The purpose of this hearing as set forth in Docket #0189 is to explore providing funding for and directly providing technical assistance to civic associations, and provide or develop an outline of best practices for civic associations to follow to be eligible for this funding and technical assistance. I urge you to broaden the scope of this hearing or any subsequent meetings to consider a wider range of opportunities for the city to strengthen civic associations. There are ways to reinforce their capabilities that do not involve direct funding and technical assistance from the city.
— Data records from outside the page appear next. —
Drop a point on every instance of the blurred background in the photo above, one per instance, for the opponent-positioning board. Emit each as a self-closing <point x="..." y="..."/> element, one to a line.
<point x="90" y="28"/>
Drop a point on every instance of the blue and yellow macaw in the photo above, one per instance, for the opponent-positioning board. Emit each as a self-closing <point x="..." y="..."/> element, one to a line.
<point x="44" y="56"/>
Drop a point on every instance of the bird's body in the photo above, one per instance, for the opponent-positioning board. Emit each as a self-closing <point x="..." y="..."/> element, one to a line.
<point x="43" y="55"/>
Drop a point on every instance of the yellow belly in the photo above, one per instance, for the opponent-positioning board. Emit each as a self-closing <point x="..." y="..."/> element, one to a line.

They include consideration of the impact of the city's policies, procedures and actions on the propensity and willingness of Boston residents to devote their time and efforts to the work of civic associations and initiatives to expand the skill sets which residents can bring to these efforts.
It may seem surprising that I, as Chair of one of the largest and best-known civic associations in Boston, the Neighborhood Association of the Back Bay (NABB), should be testifying in opposition to the idea of direct funding. Who rejects offers of money and resources when they may be available, provided any attached conditions are reasonable? And even if NABB believes it can do without money or assistance from the city, do not other civic associations with far fewer resources at their disposal deserve and need to have access to this assistance?
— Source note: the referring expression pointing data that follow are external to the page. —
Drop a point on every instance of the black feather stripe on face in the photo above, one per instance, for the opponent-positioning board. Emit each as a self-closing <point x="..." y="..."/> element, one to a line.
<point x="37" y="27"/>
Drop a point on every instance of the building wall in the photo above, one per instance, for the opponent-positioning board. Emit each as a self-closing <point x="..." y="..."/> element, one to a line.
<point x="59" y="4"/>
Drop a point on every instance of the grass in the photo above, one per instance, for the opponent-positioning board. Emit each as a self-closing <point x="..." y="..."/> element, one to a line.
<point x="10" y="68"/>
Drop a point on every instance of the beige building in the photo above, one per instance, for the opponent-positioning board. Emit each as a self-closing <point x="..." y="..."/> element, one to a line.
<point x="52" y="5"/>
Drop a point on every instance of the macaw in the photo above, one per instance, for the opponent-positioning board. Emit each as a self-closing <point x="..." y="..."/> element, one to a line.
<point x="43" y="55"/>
My testimony provides answers to these questions. It explains why the situation in which civic associations may become significantly dependent upon city funding and resources could imperil their missions and impair the value they contribute to the city. It suggests ways in which the city can help civic associations without incurring the risks associated with direct municipal involvement in their operations and finances.
Risks and Foreseeable Consequences of Direct Support
Money is Power and Power can be corrupting. Civic associations are necessarily engaged in multiple interactions with the city. At different times and depending on what is at stake they may:
1. Partner with the city in the planning and implementation of municipal projects,
2. Act as independent checks and balances on the exercise of municipal powers based on the needs, wishes and opinions of residents they represent in a democratic spirit,
3. Offer alternative or competitive ideas or amendments to be considered along with the policies, ideas and plans that emerge from City Hall.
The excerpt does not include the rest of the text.